Can open source companies innovate?
Without licensing fees to fall back on, pure open source companies may be limited to imitating proprietary vendors' successes
When it comes to open source vendors and innovation, Bill Gates doesn't waver. In an interview at Microsoft's annual Professional Developers Conference (PDC) last week, Gates told CNet, "I don't think that someone who completely gives up license fees is ever going to have a substantial R&D budget and do the hard things, the things too hard to do in a university environment."
JBoss CEO Marc Fleury seems to agree with the idea that building quality software calls for dedicated developers. He calls his company's business model "professional open source," and he prides himself on hiring programmers to work full-time on open source code. But can the classic open source business model really provide the kind of revenue needed to support true innovation?
You can't make money giving away products. You can, however, profit by selling support and services around those products, and that's the way many open source companies, including JBoss, are run. Customers can download the code for nothing, but if they want somebody to call when things start falling apart, they have to pay.

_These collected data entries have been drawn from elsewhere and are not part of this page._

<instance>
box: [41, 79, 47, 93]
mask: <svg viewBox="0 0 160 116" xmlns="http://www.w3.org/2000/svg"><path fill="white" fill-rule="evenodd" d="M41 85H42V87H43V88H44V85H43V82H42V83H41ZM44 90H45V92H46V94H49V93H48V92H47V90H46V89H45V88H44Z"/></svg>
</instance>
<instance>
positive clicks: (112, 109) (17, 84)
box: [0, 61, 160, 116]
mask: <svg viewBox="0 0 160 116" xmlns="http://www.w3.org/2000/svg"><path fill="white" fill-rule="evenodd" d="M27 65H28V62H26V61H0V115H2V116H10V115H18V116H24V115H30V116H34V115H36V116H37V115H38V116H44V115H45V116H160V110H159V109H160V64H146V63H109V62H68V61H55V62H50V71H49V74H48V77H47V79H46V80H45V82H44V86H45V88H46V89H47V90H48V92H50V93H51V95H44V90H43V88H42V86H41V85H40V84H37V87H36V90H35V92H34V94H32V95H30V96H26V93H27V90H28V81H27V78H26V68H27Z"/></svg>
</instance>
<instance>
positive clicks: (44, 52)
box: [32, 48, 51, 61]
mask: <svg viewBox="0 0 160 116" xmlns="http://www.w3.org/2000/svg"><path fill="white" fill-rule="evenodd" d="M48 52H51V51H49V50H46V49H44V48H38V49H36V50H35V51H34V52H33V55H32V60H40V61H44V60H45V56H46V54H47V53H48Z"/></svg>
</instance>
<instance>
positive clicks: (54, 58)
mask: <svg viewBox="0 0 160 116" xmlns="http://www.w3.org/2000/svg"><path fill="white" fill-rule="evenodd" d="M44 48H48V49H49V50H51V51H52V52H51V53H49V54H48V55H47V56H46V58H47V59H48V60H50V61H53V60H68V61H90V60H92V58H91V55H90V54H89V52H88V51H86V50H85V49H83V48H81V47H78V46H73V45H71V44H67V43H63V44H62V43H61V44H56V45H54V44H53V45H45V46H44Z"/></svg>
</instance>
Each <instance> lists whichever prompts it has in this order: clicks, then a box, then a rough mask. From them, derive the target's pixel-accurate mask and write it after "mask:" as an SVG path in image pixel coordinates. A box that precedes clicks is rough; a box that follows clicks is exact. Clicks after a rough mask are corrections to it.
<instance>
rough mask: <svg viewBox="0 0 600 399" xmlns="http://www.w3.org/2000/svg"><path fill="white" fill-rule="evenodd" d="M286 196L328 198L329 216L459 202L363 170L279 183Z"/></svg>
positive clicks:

The interesting thing about this model is that when you strip it down to brass tacks it looks an awful lot like an insurance business. Customers pay for a number to call even though they hope to never dial it. The problem is that in practice these support contracts don't work like health insurance; they're more like dental insurance.
With group health insurance, everybody pays but only a few get sick. As long as the majority of group members are young and healthy, the insurance provider still turns a profit, even if a few members file major claims.
Dental plans aren't structured quite the same way, for one main reason: With dental insurance, everybody files. What's the first thing you do when you join a new dental plan? Get your teeth checked. That's why the deductibles are so high and the annual caps so low. Dental plans are structured to let every subscriber get two check-ups per year, in hopes that regular preventative care will ward off bigger problems. Anything extra comes out of the insurer's bottom line.
Pure open source companies are in the preventive maintenance business, too. Providing a Linux distro, for example, means rolling out security patches, providing installation support, running compatibility tests, producing documentation, pressing media. And you bet every customer takes advantage of these things -- if they just wanted the software, they wouldn't have paid.
On top of that, every so often a customer has an unforeseen, serious problem, and that's when the meter starts running. That's when you hope the vendor has calculated its subscription premiums accurately enough to be able to afford to solve every issue that comes up.
Then the vendor has to pay its development costs: putting out new versions, adding most-requested features. With open source you get a bit of a reprieve, because the community pitches in. But Fleury's thesis is that you need a ringleader: a central body that guides the development process and contributes most of the code. That costs money.